API6:2023 Unrestricted Access to Sensitive Business Flows
Threat agents/Attack vectors | Security Weakness | Impacts |
---|---|---|
API Specific : Exploitability Easy | Prevalence Widespread : Detectability Average | Technical Moderate : Business Specific |
Exploitation usually involves understanding the business model backed by the API, finding sensitive business flows, and automating access to these flows, causing harm to the business. | Lack of a holistic view of the API in order to fully support business requirements tends to contribute to the prevalence of this issue. Attackers manually identify what resources (e.g. endpoints) are involved in the target workflow and how they work together. If mitigation mechanisms are already in place, attackers need to find a way to bypass them. | In general technical impact is not expected. Exploitation might hurt the business in different ways, for example: prevent legitimate users from purchasing a product, or lead to inflation in the internal economy of a game. |
Is the API Vulnerable?
When creating an API Endpoint, it is important to understand which business flow it exposes. Some business flows are more sensitive than others, in the sense that excessive access to them may harm the business.
Common examples of sensitive business flows and risk of excessive access associated with them:
- Purchasing a product flow - an attacker can buy all the stock of a high-demand item at once and resell for a higher price (scalping)
- Creating a comment/post flow - an attacker can spam the system
- Making a reservation - an attacker can reserve all the available time slots and prevent other users from using the system
The risk of excessive access might change between industries and businesses. For example - creation of posts by a script might be considered as a risk of spam by one social network, but encouraged by another social network.
An API Endpoint is vulnerable if it exposes a sensitive business flow, without appropriately restricting the access to it.
Example Attack Scenarios
Scenario #1
A technology company announces they are going to release a new gaming console on Thanksgiving. The product has a very high demand and the stock is limited. An attacker writes code to automatically buy the new product and complete the transaction.

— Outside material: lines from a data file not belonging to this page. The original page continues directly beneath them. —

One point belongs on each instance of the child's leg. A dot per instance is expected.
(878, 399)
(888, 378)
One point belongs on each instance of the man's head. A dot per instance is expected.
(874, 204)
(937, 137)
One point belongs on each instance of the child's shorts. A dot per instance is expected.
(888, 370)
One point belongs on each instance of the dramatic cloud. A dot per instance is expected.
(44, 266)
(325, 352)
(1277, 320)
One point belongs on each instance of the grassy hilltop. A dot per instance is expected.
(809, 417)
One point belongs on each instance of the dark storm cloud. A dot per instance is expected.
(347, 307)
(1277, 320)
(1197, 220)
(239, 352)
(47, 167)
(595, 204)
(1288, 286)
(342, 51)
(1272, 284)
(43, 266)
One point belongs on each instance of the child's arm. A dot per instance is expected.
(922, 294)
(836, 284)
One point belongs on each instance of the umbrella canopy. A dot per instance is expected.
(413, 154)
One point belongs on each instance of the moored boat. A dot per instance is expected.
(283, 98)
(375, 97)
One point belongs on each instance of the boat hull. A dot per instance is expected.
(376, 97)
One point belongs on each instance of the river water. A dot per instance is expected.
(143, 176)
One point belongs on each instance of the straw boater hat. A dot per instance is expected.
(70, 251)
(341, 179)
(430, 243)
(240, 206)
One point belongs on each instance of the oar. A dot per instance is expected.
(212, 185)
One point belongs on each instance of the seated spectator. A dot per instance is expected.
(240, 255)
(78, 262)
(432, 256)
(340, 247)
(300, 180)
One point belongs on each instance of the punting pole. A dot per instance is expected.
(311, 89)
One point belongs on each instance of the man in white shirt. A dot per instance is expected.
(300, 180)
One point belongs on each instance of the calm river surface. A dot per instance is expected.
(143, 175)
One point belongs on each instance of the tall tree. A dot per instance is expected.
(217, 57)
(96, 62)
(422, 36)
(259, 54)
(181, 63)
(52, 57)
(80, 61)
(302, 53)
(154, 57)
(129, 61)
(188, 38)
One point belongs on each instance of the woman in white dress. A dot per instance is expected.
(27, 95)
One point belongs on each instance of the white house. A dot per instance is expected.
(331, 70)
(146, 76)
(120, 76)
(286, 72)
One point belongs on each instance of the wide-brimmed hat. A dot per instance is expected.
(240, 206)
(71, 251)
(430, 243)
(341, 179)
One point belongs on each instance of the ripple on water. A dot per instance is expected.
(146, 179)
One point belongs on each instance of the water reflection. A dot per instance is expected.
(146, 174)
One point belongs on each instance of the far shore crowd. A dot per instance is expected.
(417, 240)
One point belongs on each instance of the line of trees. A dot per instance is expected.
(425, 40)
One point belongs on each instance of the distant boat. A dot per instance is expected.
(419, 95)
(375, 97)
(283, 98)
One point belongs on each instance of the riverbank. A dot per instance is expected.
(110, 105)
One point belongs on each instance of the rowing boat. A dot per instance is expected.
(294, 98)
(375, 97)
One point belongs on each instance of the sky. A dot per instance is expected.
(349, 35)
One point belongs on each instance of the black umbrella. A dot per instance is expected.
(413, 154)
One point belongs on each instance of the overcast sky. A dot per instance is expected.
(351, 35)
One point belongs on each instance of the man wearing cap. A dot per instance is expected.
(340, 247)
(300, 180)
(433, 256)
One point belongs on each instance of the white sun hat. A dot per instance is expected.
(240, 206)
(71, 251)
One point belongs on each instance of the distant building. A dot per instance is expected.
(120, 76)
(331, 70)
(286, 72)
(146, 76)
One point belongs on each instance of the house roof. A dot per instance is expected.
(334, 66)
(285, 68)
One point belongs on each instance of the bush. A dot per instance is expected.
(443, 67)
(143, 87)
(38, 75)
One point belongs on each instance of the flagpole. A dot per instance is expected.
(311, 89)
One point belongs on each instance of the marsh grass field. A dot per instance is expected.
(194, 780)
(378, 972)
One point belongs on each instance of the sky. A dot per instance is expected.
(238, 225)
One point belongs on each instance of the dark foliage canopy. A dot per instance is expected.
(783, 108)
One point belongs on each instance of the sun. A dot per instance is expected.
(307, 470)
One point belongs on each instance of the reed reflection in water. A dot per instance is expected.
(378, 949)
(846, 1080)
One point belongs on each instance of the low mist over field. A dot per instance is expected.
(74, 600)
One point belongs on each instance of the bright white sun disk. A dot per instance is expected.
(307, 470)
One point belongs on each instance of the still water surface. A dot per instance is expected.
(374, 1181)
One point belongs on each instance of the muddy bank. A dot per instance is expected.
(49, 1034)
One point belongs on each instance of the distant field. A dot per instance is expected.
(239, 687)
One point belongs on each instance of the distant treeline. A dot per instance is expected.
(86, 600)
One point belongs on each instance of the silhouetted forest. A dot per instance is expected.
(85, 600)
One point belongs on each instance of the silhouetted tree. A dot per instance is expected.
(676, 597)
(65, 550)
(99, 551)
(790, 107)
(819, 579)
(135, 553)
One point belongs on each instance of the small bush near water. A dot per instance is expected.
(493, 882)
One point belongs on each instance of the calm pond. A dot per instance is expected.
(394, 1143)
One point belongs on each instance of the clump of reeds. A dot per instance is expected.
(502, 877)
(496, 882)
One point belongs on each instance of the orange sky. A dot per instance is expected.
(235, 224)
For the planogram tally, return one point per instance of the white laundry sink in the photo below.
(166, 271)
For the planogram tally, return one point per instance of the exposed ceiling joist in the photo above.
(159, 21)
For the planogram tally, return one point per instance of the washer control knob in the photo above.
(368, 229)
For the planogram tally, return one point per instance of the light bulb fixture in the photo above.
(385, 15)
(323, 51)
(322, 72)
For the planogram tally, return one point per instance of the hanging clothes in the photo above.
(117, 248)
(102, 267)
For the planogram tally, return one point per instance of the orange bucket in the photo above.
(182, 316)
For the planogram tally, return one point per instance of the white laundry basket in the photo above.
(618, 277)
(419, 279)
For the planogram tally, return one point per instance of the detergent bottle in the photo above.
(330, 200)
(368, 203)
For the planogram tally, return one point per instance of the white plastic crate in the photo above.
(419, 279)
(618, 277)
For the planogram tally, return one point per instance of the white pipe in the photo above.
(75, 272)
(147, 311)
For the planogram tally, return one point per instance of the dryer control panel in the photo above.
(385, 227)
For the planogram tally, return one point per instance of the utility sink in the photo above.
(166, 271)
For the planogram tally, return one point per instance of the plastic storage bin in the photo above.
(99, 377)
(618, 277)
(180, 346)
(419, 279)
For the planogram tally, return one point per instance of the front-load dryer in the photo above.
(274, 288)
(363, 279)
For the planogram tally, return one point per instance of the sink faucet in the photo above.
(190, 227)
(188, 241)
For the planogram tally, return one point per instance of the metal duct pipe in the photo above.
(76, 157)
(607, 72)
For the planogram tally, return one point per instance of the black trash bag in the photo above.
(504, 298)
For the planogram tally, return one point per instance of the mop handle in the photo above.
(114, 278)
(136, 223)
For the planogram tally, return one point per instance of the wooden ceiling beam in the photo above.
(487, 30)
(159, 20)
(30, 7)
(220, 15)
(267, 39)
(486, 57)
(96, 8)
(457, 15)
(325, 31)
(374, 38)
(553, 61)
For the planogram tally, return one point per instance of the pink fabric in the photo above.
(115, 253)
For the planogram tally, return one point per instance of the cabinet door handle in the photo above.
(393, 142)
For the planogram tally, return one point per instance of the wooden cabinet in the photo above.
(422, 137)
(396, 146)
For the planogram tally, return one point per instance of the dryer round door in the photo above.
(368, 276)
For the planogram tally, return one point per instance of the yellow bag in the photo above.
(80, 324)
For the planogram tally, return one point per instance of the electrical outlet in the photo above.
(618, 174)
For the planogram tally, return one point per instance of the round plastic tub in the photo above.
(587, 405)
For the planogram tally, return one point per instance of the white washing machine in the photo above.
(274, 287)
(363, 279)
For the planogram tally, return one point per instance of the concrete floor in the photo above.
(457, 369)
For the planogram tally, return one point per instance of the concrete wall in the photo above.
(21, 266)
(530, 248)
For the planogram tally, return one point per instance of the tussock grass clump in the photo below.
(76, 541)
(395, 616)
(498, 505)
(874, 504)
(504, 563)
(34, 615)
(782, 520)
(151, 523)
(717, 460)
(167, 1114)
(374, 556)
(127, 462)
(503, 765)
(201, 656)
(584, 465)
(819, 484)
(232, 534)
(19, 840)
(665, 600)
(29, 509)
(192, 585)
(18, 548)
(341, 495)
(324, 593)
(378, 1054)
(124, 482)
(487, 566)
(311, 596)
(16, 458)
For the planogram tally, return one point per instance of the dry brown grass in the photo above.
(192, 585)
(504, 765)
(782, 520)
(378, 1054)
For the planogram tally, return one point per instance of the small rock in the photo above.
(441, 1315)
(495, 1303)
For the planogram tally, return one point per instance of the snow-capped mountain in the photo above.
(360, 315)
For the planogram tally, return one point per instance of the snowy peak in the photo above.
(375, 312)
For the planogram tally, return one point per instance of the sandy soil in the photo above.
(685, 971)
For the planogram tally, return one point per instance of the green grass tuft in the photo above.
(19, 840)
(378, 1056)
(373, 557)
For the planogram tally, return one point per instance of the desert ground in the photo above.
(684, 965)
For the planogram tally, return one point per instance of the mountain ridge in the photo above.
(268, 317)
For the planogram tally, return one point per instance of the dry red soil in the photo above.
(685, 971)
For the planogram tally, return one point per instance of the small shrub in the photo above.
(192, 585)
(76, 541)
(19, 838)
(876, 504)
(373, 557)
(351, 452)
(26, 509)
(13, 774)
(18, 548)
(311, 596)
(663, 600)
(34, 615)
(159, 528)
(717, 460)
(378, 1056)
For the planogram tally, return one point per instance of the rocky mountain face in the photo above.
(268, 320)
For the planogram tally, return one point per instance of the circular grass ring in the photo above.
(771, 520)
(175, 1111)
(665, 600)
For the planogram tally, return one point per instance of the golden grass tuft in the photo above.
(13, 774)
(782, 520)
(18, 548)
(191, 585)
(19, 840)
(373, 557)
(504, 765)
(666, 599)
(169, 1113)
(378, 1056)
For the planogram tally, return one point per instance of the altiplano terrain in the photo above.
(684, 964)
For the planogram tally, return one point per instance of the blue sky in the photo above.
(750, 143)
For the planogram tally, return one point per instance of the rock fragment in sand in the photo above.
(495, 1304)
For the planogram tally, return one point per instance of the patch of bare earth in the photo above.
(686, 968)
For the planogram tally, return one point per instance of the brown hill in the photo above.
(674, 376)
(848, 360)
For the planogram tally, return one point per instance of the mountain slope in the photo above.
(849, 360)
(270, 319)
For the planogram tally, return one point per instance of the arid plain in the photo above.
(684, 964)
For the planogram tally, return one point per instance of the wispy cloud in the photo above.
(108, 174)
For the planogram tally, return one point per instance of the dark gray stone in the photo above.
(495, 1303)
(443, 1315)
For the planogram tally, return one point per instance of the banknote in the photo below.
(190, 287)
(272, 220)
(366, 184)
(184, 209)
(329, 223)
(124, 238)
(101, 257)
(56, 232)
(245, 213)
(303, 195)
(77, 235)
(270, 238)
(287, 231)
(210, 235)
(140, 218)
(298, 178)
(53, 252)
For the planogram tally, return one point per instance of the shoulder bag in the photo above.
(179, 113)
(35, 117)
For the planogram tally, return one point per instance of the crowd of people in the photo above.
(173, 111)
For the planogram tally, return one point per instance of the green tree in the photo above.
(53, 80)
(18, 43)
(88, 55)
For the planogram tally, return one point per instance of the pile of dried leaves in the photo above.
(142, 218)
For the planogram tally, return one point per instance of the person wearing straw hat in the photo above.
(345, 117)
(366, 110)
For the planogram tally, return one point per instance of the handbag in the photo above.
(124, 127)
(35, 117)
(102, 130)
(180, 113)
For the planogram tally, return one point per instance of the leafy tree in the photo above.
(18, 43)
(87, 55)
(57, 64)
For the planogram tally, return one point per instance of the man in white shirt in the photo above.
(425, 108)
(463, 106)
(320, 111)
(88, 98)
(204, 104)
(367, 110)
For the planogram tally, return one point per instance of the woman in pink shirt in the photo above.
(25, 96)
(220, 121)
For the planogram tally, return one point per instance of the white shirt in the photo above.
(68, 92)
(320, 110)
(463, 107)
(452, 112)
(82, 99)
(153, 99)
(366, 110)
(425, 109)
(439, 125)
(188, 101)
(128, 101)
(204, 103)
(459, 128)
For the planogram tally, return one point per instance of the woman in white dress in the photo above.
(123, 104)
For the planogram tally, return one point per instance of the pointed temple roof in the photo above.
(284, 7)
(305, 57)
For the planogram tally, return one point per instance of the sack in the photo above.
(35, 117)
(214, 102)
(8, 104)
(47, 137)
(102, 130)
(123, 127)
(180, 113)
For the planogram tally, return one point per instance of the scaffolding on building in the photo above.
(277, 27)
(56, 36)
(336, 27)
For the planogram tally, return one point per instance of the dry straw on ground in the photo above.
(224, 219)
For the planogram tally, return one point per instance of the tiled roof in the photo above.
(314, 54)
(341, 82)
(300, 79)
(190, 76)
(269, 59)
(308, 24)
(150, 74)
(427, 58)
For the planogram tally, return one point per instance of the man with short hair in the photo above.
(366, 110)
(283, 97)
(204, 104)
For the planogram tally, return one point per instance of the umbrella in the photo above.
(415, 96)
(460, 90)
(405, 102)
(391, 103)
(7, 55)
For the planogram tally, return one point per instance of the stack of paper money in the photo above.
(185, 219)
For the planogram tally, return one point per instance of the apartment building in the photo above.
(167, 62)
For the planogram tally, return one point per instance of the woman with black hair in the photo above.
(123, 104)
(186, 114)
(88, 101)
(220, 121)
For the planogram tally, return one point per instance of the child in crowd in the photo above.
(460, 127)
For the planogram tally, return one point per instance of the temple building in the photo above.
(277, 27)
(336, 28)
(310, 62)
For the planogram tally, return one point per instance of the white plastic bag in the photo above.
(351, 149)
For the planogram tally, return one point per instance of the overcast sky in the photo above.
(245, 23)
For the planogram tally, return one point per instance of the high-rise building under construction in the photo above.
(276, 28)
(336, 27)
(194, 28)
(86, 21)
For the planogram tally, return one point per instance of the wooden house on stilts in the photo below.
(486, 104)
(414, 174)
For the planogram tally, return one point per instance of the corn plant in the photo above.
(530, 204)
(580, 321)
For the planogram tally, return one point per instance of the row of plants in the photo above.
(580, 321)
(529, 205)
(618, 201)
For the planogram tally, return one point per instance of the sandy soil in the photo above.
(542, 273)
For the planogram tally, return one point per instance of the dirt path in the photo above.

On the release day, the attacker runs the code distributed across different IP addresses and locations. The API doesn't implement the appropriate protection and allows the attacker to buy the majority of the stock before other legitimate users.
Later on, the attacker sells the product on another platform for a much higher price.
Scenario #2
An airline company offers online ticket purchasing with no cancellation fee. A user with malicious intentions books 90% of the seats of a desired flight.
A few days before the flight the malicious user canceled all the tickets at once, which forced the airline to discount the ticket prices in order to fill the flight.
At this point, the user buys herself a single ticket that is much cheaper than the original one.
Scenario #3
A ride-sharing app provides a referral program - users can invite their friends and gain credit for each friend who has joined the app. This credit can be later used as cash to book rides.
An attacker exploits this flow by writing a script to automate the registration process, with each new user adding credit to the attacker's wallet.
The attacker can later enjoy free rides or sell the accounts with excessive credits for cash.
How To Prevent
The mitigation planning should be done in two layers:
- Business - identify the business flows that might harm the business if they are excessively used.
-
Engineering - choose the right protection mechanisms to mitigate the business risk.
Some of the protection mechanisms are more simple while others are more difficult to implement. The following methods are used to slow down automated threats:
- Device fingerprinting: denying service to unexpected client devices (e.g headless browsers) tends to make threat actors use more sophisticated solutions, thus more costly for them
- Human detection: using either captcha or more advanced biometric solutions (e.g. typing patterns)
- Non-human patterns: analyze the user flow to detect non-human patterns (e.g. the user accessed the "add to cart" and "complete purchase" functions in less than one second)
- Consider blocking IP addresses of Tor exit nodes and well-known proxies
Secure and limit access to APIs that are consumed directly by machines (such as developer and B2B APIs). They tend to be an easy target for attackers because they often don't implement all the required protection mechanisms.